Marco M. Pardi: Atop my computer monitor sits a small sign: “Do Not Reincarnate.” I put this there on the chance that my big Stage Left moment might come while staring into the Looking Glass of All That’s Out There. This full disclosure is my brief way of ensuring that no ambiguities arise among the various interpretations of what I write below. Actually, most of us have response memes, easily or not so easily triggered, stored in our head jelly. When I hear someone respond to the question, “How are you?” by saying “Good” my meme, “Did not proceed beyond 4th grade” immediately activates.

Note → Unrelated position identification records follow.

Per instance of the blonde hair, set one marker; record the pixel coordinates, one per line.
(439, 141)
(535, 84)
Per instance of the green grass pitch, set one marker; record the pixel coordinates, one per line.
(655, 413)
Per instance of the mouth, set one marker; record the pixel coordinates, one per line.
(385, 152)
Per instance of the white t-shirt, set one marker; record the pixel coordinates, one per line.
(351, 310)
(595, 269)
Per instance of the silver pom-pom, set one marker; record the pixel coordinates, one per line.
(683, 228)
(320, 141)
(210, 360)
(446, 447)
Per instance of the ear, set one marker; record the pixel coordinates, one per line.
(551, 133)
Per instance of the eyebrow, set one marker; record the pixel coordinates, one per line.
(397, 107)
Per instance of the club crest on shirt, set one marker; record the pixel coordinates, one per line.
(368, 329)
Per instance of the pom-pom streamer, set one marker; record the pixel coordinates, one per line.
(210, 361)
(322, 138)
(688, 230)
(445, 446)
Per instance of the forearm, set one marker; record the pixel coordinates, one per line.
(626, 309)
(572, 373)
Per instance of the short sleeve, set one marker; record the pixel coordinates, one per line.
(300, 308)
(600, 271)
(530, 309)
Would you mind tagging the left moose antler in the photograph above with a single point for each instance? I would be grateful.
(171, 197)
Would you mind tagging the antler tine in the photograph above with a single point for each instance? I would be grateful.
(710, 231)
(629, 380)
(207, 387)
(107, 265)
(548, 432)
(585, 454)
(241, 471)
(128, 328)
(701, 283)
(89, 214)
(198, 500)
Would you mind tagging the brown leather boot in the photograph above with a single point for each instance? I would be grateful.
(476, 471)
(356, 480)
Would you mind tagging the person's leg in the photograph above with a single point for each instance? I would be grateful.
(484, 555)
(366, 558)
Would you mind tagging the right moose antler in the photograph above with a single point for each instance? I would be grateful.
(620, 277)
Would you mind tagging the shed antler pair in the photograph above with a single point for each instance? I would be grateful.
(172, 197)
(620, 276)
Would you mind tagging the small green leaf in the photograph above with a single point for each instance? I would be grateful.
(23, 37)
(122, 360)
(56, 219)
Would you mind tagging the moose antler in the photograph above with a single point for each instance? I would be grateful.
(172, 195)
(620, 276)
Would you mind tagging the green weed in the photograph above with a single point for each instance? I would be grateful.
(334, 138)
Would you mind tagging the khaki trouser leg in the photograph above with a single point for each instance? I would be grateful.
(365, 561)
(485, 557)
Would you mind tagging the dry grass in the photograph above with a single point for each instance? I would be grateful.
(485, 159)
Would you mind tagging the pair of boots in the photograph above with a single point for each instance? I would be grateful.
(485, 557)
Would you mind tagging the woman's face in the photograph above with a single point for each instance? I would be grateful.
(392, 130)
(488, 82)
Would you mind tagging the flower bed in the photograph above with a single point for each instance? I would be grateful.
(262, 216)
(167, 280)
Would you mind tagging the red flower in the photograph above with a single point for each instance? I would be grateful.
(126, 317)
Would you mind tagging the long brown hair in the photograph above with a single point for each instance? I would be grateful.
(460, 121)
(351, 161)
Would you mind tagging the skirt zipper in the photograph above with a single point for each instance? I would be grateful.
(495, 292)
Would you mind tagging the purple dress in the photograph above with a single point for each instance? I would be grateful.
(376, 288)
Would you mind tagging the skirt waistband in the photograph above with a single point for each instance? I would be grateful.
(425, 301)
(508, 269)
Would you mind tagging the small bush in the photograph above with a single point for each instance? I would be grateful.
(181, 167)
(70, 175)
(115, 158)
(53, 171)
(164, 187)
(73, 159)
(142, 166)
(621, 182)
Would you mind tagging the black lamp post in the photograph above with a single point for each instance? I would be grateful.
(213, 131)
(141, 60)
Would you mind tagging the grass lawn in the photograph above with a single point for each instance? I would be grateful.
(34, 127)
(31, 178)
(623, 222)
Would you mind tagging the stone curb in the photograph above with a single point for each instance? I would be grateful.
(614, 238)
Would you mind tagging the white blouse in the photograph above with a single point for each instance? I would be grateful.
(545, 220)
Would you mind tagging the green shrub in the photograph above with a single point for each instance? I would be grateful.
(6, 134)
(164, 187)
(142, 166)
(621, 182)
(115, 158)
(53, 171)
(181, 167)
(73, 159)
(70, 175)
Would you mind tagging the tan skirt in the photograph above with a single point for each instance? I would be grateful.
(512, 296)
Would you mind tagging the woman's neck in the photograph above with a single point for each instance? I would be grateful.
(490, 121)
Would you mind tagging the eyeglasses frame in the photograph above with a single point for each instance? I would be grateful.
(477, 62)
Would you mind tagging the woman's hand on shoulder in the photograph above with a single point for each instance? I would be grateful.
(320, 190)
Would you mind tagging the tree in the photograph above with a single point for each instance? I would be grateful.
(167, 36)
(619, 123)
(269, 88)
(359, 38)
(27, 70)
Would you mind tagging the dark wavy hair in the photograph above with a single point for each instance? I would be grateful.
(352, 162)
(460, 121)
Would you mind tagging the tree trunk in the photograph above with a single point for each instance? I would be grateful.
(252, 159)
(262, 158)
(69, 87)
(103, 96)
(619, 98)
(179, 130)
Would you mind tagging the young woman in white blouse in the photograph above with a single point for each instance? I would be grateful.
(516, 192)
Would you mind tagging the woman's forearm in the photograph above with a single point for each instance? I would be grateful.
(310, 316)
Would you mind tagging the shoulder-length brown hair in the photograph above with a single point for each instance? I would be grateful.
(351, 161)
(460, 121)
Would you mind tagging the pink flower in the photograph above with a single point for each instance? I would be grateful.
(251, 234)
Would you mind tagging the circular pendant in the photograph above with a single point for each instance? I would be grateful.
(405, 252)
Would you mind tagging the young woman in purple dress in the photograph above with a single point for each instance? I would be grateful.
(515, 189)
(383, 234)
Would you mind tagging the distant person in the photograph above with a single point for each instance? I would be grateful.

In the same way, when I perceive in another person the physical cues usually indicative of a pleasant thought state in response to the term “Reincarnation”, my meme “Must have had a happy childhood” leaps to the fore. Solidarity is certainly not next up. Why someone would want to return will be examined later. For now it is helpful to examine the concept and its history. Many volumes have been written on the subject of reincarnation. This article will not attempt to recapture or surpass them. The focus here will be on the fundamental world view, particularly as it relates to the individual versus the group.
As is true of so many cosmological and philosophical concepts, reincarnation has been interpreted on various levels, in different venues, and as both externally imposed (a punishment which may even include transmigration of souls) and internally allowed (a forgetting that perceptions are not real and therefore an attachment which has to be worked through). It has been viewed as a series of experiences needed to reach personal completion, and hence release. And, it can be a willful act of compassion (the Mahayana Buddhist Bodhisattva or the Tibetan Buddhist Tulku) in which an enlightened one returns to help others. Finally, it can be viewed in a rather resigned fashion as a Ferris Wheel with no off switch. As Madame Nozall would assure us, “You’se lived tousands an’ tousands a’ lives. Fifty bucks, on my palm.”